Diet Coke Claiming That It Contains Vitamins. Coca-Cola Company has recently made claims that its “Diet Coke Plus” includes vitamins and minerals. Now, U.S. Food and Drug Administration (FDA) has issued a letter to Coca-Cola Company warning that these product claims are in violation of the United States policy against marketing soda and other snack foods as more nutritious, or “fortified,” Reuters is reporting.
According to Reuters, manufacturers often try to increase product value by adding nutrients, but that the FDA only allows a manufacturer to make such claims when the product contains no less than 10 percent of the recommended daily allowance (RDA) of a vitamin or mineral. However, these claims are not applicable to soda and other products such as candy, according to FDA regulations, said Reuters.
The Wall Street Journal said Coca-Cola launched Diet Coke Plus in March 2007 as a calorie-free soft drink and “a good source of vitamins B3, B6, and B12, and the minerals zinc and magnesium,” according to a firm press release. But, the FDA objected to Coca-Cola’s labeling, said the LA Times, which said the FDA “scolded” Coca-Cola for its “inappropriate nutritional claims,” and labeling describing the drink as containing vitamins and minerals.
“You should take prompt action to correct the violations,” the agency said in its December 10 letter, which was made public yesterday. Reuters said it remained unclear if the FDA was looking to remove Diet Coke Plus from the American market. The FDA could take additional actions such as product seizure, levying fines, and seeking injunction.
Diet Coke Plus Is Misbranded
WebMD reported that the FDA said that Coca-Cola’s Diet Coke Plus product is “misbranded.” The letter says the Diet Coke Plus labeling violates FDA guidelines by using the word “plus” and stating the drink provides “vitamins and minerals.” The FDA disputed those claims, saying that the drink only contains “trace amounts of zinc, magnesium, and vitamin B.” The FDA letter also said that it does not “consider it appropriate to fortify snack foods such as carbonated beverages.” The letter gave Coca-Cola 15 days to reply with its plans for actions, said Forbes.

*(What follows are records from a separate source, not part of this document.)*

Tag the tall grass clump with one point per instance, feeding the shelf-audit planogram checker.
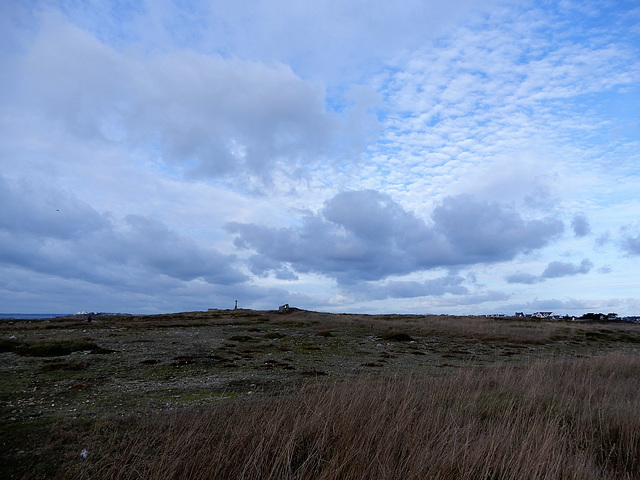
(560, 419)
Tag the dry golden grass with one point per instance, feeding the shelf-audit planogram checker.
(554, 419)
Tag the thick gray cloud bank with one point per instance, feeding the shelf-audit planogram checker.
(365, 235)
(553, 270)
(49, 231)
(210, 115)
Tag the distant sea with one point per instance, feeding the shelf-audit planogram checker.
(32, 316)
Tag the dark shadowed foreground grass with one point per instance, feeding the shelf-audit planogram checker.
(555, 419)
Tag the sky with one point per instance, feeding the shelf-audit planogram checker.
(356, 156)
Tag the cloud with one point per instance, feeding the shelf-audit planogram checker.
(56, 233)
(206, 115)
(553, 270)
(580, 226)
(630, 239)
(564, 269)
(525, 278)
(365, 236)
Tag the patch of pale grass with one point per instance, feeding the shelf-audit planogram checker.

The executive director of the Center for Science in the Public Interest, Michael Jacobson, told Reuters that Coca-Cola blatantly ignores FDA rules in its marketing of Diet Coke Plus. Jacobson noted that claiming a product is fortified allows a company to charge more, even if consumers do not need the extra nutrients and, specifically, if those alleged nutrients are in a “less healthful drink such as soda.” Jacobson told Reuters that “Fortification is dirt cheap and allows companies to charge more… People would be better off drinking water than Diet Coke Plus.”
The Wall Street Journal notes that the FDA warning comes amid an increasing trend in such so-called nutrient-enhanced beverages that include anything from energy drinks to enhanced waters. The emergence of these new products has increased FDA pressure to more closely regulate these claims.